As the events of the day unfolded, we learned of missing planes found: one at the Pentagon, one in a field. We learned of the heroes on board those planes. We learned of their phone calls and their families.
Being in a military town, everything closed. People were afraid to move around. Airspace was closed. I left to pick up my son, who asked me why someone would do that to people. I had no answers. None of us did.
An eerie silence filled the next few days. There were no planes, other than fighter jets ceaselessly patrolling. Getting on base was a several-hours-long effort. Retail stores were closed.
We had tickets to an outdoor concert that was turned into a benefit concert. We attended and I still remember the fighter jets flying overhead. People were generous and gave all they could spare to help, people were kind, and people were respectful of others. People hugged veterans and thanked them for their service.
The images on the television were haunting. The stories of the people began to surface.
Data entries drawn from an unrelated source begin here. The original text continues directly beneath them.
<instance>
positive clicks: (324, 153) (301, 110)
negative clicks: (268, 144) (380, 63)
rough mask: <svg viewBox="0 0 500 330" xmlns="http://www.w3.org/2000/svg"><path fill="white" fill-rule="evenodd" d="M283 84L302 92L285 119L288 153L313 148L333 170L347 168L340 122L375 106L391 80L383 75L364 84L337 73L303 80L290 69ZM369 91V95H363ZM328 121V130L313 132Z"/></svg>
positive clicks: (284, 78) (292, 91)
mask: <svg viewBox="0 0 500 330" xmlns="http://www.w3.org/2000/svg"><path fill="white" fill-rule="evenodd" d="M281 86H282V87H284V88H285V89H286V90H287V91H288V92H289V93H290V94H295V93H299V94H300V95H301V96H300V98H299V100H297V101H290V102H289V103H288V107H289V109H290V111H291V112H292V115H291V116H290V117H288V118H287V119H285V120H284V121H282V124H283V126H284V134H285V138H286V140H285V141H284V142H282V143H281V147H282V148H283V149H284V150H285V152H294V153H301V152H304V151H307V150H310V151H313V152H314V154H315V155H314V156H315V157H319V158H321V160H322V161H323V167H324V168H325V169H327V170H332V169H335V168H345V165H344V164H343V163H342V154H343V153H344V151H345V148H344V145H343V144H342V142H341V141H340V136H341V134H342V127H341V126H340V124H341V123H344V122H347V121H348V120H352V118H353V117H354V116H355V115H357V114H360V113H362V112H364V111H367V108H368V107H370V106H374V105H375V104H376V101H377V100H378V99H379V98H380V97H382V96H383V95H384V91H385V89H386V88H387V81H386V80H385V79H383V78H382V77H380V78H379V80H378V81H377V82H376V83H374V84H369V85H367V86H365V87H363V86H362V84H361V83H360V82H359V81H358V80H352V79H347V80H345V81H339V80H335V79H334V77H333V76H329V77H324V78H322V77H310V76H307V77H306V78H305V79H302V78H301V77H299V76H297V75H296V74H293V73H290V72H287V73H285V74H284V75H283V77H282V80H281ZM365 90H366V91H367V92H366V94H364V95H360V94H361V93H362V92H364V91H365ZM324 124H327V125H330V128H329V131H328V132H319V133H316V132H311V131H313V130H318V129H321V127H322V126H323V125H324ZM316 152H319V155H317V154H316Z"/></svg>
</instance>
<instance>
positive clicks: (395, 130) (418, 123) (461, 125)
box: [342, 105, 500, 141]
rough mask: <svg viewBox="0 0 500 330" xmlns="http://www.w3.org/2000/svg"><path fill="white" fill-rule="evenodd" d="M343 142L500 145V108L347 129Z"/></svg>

The country was suddenly united in an undeniable way.
Through it all, we learned the true meaning of the word “hero”. They were the first responders. They were the search and rescue groups, dogs and humans alike. They were the relief first responders who left their families to help their first responder brothers and sisters. They were the military police who kept the bases safe. They were the fighter pilots on endless patrol. They were the passengers and crew who saved lives by diverting another large-scale attack by crashing into a desolate field. They were the survivors.
Our country is divided, but my prayer is this: on the anniversary of these horrific events, may we remember the lives lost and the solidarity of the American people as we searched for answers and comfort together 17 years ago.
My daughter was born after 9/11. She has never traveled without TSA or without the threat of shattered peace and comfort. She understands the tears on some level because she has seen the images, but to her, it’s history. She will never be able to grasp the realization that life changed that morning forever.
I still think about those who were directly impacted by death that day. The children who grew up without a parent. The spouses who became widows. The first responders who witnessed the aftermath firsthand, and breathed the air thick with dust and flames. The search and rescue personnel who dedicated so many sleepless days to find missing loved ones.
Be a hero today. Forgive someone who isn’t sorry. Tell someone you love them. Help someone in need. Be a friend. Be generous. Life is fleeting and can vanish in an instant. Honor those lives lost and transformed almost two decades ago. Never forget.